This Recipe is lightly adapted from “Desserts Trop Bons” Marabout book.
In his timeless novel Le Père Goriot, Honoré de Balzac wrote “Paris is an ocean, no one can touch its bottom.” This can’t be more true! During several years spent in Paris, I was eager to explore the various cultural faces hidden behind the stereotypes of the City of Light.
On foot and en bus, I toured the city’s residential districts and digged in some of its remote immigrant enclaves, seldom discovered by tourists. My fortuitous journey unlocked before my eyes the vibrant soul of a unique ethnic fabric that never ceased to amaze me.
When I think of Paris now, my brain summons an amalgam of colorful images, evocative flavors, and playful aromas. I pine for the fragrance of lemon grass escaping the copious simmering pho pots in Paris’ 13th district (Chinatown). I recall the bucolic spectacle of Haitian street vendors lining the sidewalks of the Barbes neighborhood in the 18th district and selling everything from creole fritters beignets to wigs. I fondly picture the crowds of north Africans blithely sipping their mint tea and savoring their spice-spiked tageen at the Mosquée de Paris in Paris’ 5th district. I can’t help but rave about my Sunday treat at the Jewish quarter Le Marais, where crunchy hot falafel are served in pillowy, freshly-baked pita sandwiches, smothered under a mound of tangy pickles, garlicky marinated eggplants and enrobed in pungent tahini sauce!

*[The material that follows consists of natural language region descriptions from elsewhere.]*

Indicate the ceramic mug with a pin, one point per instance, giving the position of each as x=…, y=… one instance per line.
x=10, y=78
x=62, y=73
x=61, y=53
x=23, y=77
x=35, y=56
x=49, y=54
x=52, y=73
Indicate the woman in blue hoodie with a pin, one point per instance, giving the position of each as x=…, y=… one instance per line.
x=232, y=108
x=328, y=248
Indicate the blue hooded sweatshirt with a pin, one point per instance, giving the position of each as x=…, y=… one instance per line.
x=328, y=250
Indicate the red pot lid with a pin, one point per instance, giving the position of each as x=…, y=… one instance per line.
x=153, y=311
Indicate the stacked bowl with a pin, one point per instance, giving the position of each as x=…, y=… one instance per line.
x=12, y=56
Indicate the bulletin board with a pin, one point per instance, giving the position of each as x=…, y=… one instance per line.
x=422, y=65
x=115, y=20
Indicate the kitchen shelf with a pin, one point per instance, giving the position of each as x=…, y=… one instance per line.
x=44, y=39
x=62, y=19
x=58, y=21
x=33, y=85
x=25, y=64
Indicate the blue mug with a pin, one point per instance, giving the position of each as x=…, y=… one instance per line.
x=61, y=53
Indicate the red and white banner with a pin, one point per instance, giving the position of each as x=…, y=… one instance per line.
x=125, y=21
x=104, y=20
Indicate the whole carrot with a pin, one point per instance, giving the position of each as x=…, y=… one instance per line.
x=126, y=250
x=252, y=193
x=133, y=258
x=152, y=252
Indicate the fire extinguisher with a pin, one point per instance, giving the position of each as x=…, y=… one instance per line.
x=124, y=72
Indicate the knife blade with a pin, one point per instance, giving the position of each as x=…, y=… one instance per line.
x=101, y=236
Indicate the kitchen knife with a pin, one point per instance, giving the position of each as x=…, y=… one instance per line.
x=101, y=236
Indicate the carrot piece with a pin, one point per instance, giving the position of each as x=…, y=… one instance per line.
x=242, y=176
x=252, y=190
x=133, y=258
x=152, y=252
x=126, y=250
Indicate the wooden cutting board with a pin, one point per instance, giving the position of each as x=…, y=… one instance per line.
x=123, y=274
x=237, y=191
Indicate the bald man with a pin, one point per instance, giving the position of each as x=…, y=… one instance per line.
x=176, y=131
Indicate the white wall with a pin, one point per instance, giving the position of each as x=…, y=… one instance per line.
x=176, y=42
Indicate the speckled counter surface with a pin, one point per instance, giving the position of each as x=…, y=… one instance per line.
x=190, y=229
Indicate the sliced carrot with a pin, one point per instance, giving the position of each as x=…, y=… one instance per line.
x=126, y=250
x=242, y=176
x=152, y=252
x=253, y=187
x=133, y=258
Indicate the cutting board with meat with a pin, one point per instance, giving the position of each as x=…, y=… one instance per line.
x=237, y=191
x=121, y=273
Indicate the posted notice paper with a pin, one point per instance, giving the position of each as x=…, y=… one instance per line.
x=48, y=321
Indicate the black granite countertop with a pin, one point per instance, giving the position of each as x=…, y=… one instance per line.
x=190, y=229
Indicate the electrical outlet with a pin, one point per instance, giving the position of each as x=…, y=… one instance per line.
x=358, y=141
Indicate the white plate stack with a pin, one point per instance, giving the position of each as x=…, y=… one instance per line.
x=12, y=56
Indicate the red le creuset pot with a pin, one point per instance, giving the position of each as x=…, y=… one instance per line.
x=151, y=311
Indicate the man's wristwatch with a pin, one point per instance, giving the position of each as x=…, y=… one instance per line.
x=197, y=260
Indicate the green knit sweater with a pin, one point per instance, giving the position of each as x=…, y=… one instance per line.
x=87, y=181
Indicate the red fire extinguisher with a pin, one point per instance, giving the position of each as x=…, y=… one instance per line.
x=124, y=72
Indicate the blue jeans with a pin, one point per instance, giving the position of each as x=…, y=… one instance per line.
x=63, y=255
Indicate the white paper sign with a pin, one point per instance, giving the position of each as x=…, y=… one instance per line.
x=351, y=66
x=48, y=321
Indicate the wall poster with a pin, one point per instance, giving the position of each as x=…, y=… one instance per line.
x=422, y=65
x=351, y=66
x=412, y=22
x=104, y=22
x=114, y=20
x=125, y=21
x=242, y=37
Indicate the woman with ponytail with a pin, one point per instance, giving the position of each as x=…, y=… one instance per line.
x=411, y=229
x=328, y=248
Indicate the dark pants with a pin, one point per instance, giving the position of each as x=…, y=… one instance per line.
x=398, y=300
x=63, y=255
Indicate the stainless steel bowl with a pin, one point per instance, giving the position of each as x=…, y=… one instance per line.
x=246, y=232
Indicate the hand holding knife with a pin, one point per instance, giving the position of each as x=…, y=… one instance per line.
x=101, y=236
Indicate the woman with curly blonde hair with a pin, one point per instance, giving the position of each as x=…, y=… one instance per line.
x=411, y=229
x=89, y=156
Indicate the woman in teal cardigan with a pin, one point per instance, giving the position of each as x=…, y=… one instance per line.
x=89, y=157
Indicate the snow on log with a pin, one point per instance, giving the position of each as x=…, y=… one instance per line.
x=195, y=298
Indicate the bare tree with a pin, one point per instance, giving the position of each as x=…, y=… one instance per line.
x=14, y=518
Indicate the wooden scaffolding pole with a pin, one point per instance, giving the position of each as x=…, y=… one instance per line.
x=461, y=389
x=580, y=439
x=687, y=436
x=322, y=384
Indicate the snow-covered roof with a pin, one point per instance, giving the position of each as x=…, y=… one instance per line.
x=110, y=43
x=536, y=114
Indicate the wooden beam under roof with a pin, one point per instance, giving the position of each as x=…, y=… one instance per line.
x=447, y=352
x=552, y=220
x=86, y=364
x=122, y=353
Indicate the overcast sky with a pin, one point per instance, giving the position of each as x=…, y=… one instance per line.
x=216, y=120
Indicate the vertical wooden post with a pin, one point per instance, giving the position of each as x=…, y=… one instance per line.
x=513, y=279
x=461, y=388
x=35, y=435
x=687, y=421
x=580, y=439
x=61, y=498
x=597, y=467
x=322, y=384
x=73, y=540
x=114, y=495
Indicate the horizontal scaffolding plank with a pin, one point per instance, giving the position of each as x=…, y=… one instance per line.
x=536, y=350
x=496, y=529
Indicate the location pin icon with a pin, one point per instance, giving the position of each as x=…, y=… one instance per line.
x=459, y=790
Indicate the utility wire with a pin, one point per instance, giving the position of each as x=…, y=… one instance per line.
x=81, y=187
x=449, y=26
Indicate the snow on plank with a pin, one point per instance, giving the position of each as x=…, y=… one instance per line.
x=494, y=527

Inevitably, this ethnic melange altered the way I perceive French cuisine. It inspired me to reinvent French classic recipes in a more inclusive fashion, one that does justice to its variegated glory. This recipe is an example.
Madeleine by definition are traditional, buttery, individual French cakes baked in shell-shaped molds and served with tea. My recipe of Dates Madeleine is adapted from a French recipe of steamed date pudding that I found years ago in Marabout French dessert book. I used the same ingredients, yet jazzed them up with a mix of North African sweet spices. Instead of steaming the pudding molds in Bain Marie (water bath), I bake the batter in Madeleine molds. It yields to a slightly crunchy exterior and moist interior. The salted caramel sauce complements the barley sweetened Madeleine and gives it a modern edge.
Dates Madeleine are becoming my go-to sweet recipe for casual brunches, elegant tea parties, fun potlucks and even kids lunch boxes. It is a quick one-bowl recipe that is easy to make. It does brings a fresh breath of French air to my table.
Dates Madeline Recipe
Makes 12 Madeleines
For Madeline batter:
125 g pitted chopped dates
150 ml water
125 g butter, cubed, at room temperature
125 g sugar powder
1 tsp vanilla extract
1/2 tsp ground cinnamon
1/4 tsp ground cloves
1/8 tsp ginger powder
175 g self-rising flour
For salted caramel sauce:
300 ml whipping cream
125 g brown sugar
50 g unsalted butter
1 tsp kosher salt
- Prepare the dates. Add the water to the chopped dates in a small saucepan on low heat. Let it simmer until dates are tender and then puree the water-dates mixture in the food processor.
- Make the caramel sauce. Add half of the whipping cream to the sugar and butter in a medium saucepan on low-medium heat. Stir continuously until sugar is dissolved and butter is completely incorporated. Let it simmer for 5 minute. Add the rest of the cream and turn off the heat.
- Mix well the sugar, butter, eggs, vanilla, spices using a spatula until all ingredients are fully incorporated and the batter becomes smooth, creamy, and pale. Mix in the dates’ puree.
- Scoop the batter into the non stick Madeleine molds using an ice cream scooper or two small spoons.
- Bake in a preheated 160° oven for 15 to 20 min or until the Madeleine are golden and a tooth pick inserted in the center comes out clean.
- Unmold the Madeleine onto a metal rack and let them cool completely. Drizzle the caramel sauce on top or serve it on the side.
- Don’t overbeat the Madeleine batter to avoid a crumbly texture.